Know How to Get Out of Teen Dating Violence
- Alert the school counselor or security officer.
- Avoid being alone at school, your job, on the way to and from places.
- Do not meet your partner alone. Do not let him or her in your home or car when you are alone.
- Keep a daily log of the abuse.
- Plan and rehearse what you would do if your partner became abusive.
- Tell your parents, a friend, a counselor, a clergyman, or someone else whom you trust and who can help. The more isolated you are from friends and family, the more control the abuser has over you.
- Tell someone where you are going and when you plan to be back.
Being a Friend to a Victim of Abuse
Most teens talk to other teens about their problems. If a friend tells you he or she is being victimized, here are some suggestions on how you can help.
- Call the police if you witness an assault. Tell an adult - a school principal, parent, guidance counselor.

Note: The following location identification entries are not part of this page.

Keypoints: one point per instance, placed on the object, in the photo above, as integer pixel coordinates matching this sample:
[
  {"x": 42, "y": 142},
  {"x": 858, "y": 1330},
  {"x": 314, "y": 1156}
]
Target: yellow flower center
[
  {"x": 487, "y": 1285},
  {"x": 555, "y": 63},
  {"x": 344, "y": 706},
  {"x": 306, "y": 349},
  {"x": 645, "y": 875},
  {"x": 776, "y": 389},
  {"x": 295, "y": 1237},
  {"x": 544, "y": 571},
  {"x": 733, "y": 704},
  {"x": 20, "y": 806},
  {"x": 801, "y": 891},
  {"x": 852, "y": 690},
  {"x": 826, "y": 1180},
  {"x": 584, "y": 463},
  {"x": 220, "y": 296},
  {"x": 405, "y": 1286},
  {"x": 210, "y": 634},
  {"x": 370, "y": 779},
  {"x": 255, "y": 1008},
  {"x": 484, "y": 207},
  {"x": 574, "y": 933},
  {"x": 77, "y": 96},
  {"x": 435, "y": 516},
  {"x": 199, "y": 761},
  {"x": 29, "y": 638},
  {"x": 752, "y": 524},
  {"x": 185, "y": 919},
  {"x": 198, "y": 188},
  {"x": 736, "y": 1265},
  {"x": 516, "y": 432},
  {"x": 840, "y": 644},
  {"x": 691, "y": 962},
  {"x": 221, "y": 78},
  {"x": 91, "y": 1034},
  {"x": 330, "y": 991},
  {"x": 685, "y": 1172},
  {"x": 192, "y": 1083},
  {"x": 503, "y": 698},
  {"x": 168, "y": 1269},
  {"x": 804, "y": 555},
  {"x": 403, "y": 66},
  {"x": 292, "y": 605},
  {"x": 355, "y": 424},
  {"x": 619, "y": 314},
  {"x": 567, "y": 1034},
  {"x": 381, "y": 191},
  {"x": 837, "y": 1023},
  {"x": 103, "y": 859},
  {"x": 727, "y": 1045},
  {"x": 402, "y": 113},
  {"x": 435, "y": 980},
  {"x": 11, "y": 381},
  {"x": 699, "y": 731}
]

- Encourage them to confide in a trusted adult. Talk to a trusted adult if you believe the situation is getting worse. Offer to go with them for help.
- Express your concerns. Tell your friend you're worried. Support, don't judge.
- If you notice a friend is in an abusive relationship, don't ignore signs of abuse. Talk to your friend.
- Point out your friend's strengths - many people in abusive relationships are no longer capable of seeing their own abilities and gifts.
- Never put yourself in a dangerous situation with the victim's partner. Don't be a mediator.